Lots of people at my running club tend to wear them during the Winter months. I did have a cheap one which I used to wear to collect the wood in from the top of the garden last Winter, but that annoyed me by bouncing around all over the place just while I was walking up the garden so knew it would have been impossible to run in.
I’m the sort of person that likes to hear reviews of a product before I purchase one, so I did a shout out on Twitter and Facebook running groups to see what people thought were best. Colin, one of the ultrarunners from my club offered to lend me his Petzl TIKKA XP headtorch over the next few weeks and then for the race itself if I get on with it.

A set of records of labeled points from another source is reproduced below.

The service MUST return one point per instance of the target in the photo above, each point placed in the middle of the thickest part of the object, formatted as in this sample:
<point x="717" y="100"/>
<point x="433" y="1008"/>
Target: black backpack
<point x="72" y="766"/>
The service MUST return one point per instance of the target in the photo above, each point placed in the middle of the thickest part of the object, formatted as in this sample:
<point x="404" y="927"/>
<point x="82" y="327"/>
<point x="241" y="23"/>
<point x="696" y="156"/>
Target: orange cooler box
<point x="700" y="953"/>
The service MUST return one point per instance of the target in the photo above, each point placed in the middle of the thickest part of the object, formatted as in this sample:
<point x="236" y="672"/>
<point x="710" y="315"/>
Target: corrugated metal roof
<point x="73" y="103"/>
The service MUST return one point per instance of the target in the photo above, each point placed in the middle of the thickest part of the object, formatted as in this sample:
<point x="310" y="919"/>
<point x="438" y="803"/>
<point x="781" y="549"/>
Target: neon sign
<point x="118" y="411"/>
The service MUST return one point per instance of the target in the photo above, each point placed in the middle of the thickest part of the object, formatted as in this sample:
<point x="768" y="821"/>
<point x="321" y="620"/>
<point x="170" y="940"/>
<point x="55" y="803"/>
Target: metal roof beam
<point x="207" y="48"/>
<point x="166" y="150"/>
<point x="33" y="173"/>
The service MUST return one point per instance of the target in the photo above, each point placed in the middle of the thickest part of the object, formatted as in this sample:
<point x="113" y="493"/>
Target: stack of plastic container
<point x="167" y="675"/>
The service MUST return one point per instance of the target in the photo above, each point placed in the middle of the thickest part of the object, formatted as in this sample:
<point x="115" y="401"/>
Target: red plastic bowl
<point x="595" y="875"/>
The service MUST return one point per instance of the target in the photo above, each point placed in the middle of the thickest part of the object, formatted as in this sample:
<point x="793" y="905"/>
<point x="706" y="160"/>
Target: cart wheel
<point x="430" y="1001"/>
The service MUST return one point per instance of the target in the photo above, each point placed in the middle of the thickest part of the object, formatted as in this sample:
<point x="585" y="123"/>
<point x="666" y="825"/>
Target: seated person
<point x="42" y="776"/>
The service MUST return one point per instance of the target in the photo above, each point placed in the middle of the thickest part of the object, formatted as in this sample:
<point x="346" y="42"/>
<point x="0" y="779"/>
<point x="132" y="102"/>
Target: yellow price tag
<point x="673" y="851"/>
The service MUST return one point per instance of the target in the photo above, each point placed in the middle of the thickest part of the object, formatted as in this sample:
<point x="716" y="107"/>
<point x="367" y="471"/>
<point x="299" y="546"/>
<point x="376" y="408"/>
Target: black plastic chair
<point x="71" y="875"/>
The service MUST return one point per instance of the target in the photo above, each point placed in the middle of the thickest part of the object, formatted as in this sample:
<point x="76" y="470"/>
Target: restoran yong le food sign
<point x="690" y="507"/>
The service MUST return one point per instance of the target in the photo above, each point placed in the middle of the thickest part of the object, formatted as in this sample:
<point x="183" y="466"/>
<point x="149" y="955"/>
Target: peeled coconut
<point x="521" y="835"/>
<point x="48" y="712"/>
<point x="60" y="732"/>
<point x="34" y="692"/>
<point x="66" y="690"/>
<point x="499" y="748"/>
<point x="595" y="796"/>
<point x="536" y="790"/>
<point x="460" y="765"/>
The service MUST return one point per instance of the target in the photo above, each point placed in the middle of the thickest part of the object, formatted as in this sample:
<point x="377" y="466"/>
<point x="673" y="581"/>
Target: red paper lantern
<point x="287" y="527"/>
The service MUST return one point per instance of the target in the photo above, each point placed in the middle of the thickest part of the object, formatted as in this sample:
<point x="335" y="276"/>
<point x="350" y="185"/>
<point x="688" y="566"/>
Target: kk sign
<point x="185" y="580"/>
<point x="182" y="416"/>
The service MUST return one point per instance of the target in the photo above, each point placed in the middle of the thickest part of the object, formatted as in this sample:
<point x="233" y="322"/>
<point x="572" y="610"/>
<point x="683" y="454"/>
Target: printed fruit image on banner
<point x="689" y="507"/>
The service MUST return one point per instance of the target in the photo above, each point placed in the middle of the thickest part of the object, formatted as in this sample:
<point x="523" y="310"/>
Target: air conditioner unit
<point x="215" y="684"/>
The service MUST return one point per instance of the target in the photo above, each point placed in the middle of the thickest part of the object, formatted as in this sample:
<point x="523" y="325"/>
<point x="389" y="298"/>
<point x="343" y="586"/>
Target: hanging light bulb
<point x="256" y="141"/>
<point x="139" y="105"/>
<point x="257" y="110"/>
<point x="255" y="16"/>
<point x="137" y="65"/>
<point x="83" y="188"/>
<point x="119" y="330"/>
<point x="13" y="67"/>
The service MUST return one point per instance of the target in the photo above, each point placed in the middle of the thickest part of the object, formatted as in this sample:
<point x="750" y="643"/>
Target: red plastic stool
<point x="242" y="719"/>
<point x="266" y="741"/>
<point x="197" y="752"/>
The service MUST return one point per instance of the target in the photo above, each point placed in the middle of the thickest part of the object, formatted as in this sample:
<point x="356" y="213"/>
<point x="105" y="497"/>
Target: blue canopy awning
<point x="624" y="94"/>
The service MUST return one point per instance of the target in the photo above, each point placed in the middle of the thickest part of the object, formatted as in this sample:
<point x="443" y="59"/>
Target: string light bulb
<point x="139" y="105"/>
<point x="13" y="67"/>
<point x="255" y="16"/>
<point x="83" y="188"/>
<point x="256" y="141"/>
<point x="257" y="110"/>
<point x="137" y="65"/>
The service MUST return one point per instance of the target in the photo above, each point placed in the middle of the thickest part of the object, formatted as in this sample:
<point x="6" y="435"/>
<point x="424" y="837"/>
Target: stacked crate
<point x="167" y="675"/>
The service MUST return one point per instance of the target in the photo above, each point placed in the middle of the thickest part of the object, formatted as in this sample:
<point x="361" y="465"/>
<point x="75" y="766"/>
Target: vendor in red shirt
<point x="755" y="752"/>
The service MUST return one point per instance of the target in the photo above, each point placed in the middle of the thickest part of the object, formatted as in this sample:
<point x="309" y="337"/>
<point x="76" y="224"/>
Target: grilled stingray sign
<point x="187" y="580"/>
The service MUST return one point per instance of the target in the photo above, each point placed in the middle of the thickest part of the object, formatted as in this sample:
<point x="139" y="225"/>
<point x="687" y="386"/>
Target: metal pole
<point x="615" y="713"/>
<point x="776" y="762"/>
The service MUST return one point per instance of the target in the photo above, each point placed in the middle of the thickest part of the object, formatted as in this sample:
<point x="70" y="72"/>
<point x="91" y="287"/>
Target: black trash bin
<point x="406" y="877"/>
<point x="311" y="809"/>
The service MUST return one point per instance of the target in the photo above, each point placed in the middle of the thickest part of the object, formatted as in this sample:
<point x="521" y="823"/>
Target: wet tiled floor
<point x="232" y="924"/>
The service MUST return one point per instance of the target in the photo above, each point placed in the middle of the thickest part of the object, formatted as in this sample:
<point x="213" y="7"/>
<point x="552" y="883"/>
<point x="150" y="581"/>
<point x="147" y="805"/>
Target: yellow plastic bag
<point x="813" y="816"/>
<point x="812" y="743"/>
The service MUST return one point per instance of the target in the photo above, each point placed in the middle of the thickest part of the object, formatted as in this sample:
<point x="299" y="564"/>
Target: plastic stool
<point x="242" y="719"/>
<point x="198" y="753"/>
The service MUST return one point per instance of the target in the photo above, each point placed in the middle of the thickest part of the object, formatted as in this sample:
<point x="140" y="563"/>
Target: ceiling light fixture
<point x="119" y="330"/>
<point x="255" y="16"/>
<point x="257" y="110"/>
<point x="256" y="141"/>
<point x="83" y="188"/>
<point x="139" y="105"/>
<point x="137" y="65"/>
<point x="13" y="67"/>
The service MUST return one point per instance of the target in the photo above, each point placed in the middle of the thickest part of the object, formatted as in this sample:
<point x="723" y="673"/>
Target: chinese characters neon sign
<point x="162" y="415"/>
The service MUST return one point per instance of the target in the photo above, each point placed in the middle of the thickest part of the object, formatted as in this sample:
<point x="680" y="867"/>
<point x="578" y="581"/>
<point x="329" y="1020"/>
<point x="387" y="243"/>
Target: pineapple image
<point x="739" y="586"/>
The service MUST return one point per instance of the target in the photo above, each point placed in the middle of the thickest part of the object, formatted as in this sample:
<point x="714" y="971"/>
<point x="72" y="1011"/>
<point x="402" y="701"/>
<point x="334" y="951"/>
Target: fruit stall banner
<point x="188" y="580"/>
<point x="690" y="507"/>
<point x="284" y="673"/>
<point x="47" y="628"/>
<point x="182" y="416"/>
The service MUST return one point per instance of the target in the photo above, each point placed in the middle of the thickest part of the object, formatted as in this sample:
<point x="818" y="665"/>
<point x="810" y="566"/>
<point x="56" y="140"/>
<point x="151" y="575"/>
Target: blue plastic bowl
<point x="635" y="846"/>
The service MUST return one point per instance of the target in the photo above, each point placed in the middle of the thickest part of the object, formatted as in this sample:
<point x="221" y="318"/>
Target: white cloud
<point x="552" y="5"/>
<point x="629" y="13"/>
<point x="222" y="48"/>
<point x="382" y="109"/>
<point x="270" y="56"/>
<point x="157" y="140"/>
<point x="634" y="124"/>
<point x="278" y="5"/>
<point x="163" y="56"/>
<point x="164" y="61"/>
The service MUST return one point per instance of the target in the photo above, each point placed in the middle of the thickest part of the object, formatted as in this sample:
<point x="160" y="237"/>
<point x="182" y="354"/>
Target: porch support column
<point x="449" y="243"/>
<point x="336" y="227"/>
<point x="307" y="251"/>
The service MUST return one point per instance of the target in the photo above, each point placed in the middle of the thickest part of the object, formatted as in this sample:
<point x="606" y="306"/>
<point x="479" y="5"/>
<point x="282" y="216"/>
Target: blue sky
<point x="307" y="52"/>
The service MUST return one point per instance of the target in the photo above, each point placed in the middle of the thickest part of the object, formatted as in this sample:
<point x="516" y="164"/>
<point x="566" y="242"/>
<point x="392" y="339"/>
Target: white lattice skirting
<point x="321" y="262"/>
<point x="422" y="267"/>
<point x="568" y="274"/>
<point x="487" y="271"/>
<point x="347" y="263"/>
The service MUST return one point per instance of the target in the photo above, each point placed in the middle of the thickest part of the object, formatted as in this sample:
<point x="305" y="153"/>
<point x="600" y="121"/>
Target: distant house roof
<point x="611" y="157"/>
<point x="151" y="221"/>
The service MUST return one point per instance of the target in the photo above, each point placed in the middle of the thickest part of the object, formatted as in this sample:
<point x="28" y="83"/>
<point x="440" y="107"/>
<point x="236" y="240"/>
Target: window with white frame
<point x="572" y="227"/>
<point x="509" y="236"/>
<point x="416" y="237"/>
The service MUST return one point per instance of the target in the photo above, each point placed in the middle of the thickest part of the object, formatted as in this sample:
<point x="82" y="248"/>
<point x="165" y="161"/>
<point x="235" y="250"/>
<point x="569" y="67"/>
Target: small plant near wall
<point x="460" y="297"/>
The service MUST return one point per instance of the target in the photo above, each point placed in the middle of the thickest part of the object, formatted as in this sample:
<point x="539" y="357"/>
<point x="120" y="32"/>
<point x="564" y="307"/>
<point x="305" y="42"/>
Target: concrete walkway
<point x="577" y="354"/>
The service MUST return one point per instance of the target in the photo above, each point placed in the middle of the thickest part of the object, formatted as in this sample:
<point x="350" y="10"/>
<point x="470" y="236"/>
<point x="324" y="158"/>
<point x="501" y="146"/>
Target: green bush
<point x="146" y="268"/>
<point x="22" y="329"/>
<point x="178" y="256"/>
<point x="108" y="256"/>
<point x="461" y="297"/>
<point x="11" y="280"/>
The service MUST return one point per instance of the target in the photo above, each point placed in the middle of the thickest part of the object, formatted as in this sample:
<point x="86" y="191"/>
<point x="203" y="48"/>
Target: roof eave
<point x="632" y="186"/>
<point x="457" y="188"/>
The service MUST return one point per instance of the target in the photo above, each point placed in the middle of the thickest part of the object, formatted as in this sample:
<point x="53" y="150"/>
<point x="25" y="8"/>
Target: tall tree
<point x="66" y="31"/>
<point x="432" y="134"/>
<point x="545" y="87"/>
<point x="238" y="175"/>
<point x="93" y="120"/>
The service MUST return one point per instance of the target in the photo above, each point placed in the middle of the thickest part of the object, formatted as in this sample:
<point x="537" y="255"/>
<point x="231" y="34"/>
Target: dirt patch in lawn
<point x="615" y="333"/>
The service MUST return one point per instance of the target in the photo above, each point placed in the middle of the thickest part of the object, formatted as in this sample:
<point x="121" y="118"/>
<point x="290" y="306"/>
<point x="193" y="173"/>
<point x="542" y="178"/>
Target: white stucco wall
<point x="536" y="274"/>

I picked the torch up from Colin on Tuesday and with a gym session scheduled for Wednesday night yesterday was the first chance I got to test it. The plan said 90 minute run with 3x10mins at threshold pace (2min recoveries inbetween). I didn’t get back from work until after 6pm and it was 6:40pm by the time I got changed, grabbed a drink and was out the door.
I was pretty tired from a busy couple of days at work (Wednesday we had a ‘Meet the Parents’ evening at work, which I followed by an hour at the gym, meaning it was 10:30pm by the time I got home from work) So on Thursday evening I really had to gear myself up to run, despite these longer, mid-week runs with threshold sessions recently becoming my favourites.
By the time I got out there though I was glad I did and quickly got into a good rythym, averaging slightly over 10mm easily. I was having one of those days where I felt like I could run forever last night. I think mainly because I was tired but it felt like I was wearing goggles for the entire run! The headtorch was extremely comfy and stayed in place throughout the run, although I was still aware it was on my head. The light was very bright and it had a goggle-shaped cut-off towards the bottom of my vision where it was just darkness below the light, and I was really surprised twice when two flies flew straight into my eye, as I expected them to hit the imaginary goggles!
I could also change the angle of the light on the ground and alter the bean for a wider view, as well as changing to a red-light on the torch.
I had loads to think about on my run and let my legs just get to work, not really thinking about them moving which seemed to work! The threshold part was meant to be run on a ‘hilly’ route, so I selected a different way back and made the legs work hard to get home again!
Are you running London marathon next year?